Kimberly Allison, MD, is both an expert in breast cancer pathology and a survivor of breast cancer. In her book, Red Sunshine, Dr. Allison describes her experience as a patient who was diagnosed with stage 3 breast cancer soon after she was promoted to be Director of Breast Pathology at the University of Washington Medical Center, Seattle.

“We are entering the golden era for pathologists where the histologic, molecular, and genetic information we provide is being used in exciting new ways. We need to educate clinicians and global health leaders about the value we provide as diagnosticians and consultants. It's also important to remember the patient side and what our impact is for them.”
— Kimberly Allison, MD

Dr. Allison will share her unique perspective in a webinar designed especially for pathologists, “HER2 Testing in Breast Cancer: A Practical Guide to Interpretation and Approaching Challenging Cases,” on Nov. 8, 2013, at 12 p.m. CT. 

“Breast cancer diagnosis has become more complex; we cannot treat all breast cancers the same,” says Dr. Allison, now Associate Professor of Pathology at Stanford University Medical Center, Stanford, Calif. “Pathologists have to tell the oncologists more.

“We find out more details about the biology of breast cancer by conducting ancillary tests. If the cancer is hormone receptor positive, the patient may benefit from hormonally targeted therapies. If a cancer patient is HER2 positive, she can receive Herceptin or other HER2 targeted biologic therapies and increase her chances of surviving a more aggressive type of breast cancer.”

The webinar will provide a practical approach to understanding both the standard cases and the grey zones that exist in HER2 testing. Using a case-based approach, Dr. Allison will cover how to recognize clinically discordant HER2 results and how to deal with discordances between two testing methodologies, as well as common challenges such as heterogeneity and aneusomy. Participants will also develop effective communication and reporting methods to assist clinical understanding of borderline results.

Dr. Allison is impassioned in advocating for more education about women’s health. At the 2012 ASCP Annual Meeting, she served as a panelist for the general session on women's health care, “Advancing Patient-Centered Care for Women Across Our Globe: The Laboratory is Part of the Puzzle,” where she talked about her personal story. 
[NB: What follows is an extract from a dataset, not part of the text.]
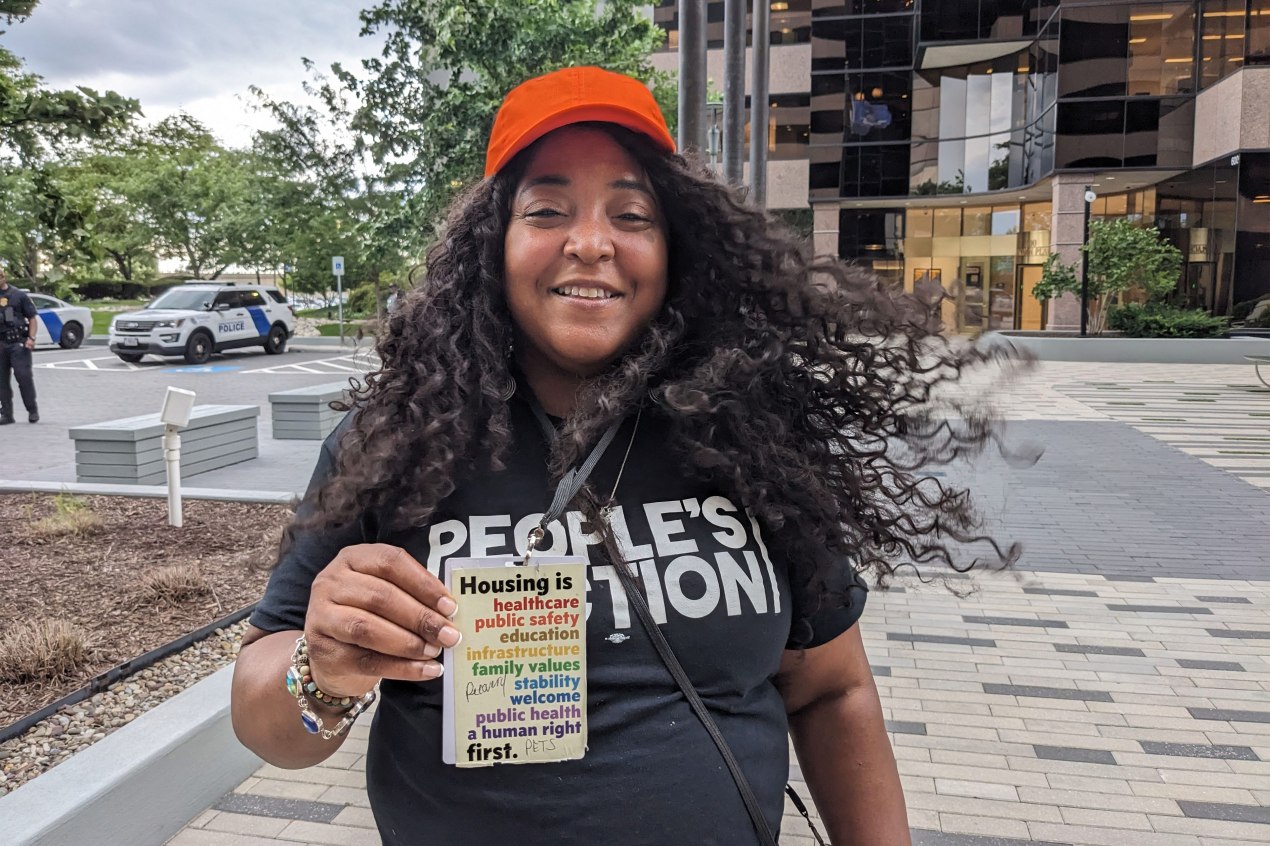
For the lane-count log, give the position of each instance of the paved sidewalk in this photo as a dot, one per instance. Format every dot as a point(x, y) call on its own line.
point(1049, 708)
point(1113, 690)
“It's important to send the message that pathologists are a huge part of the healthcare team,” says Dr. Allison, who wrote Red Sunshine as a way to reach out to newly diagnosed breast cancer patients.
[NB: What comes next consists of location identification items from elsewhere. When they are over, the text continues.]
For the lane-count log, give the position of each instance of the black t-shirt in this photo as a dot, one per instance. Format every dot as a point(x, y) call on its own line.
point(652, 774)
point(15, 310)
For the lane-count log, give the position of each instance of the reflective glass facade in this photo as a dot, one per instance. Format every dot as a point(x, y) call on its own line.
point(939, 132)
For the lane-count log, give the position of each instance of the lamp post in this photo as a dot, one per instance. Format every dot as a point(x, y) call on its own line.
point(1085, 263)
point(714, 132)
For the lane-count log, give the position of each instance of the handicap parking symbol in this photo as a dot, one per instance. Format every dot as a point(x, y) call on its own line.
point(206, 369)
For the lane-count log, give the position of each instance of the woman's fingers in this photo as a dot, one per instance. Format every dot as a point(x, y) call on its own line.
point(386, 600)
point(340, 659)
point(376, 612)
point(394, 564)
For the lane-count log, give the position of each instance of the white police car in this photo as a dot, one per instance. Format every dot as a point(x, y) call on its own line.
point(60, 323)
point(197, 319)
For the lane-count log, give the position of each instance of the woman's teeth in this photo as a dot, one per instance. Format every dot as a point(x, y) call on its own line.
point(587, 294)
“Diagnostics are crucial to ensuring patients receive the right treatments. We are entering the golden era for pathologists where the histologic, molecular, and genetic information we provide is being used in exciting new ways. We need to educate clinicians and global health leaders about the value we provide as diagnosticians and consultants. It's also important to remember the patient side and what our impact is for them.”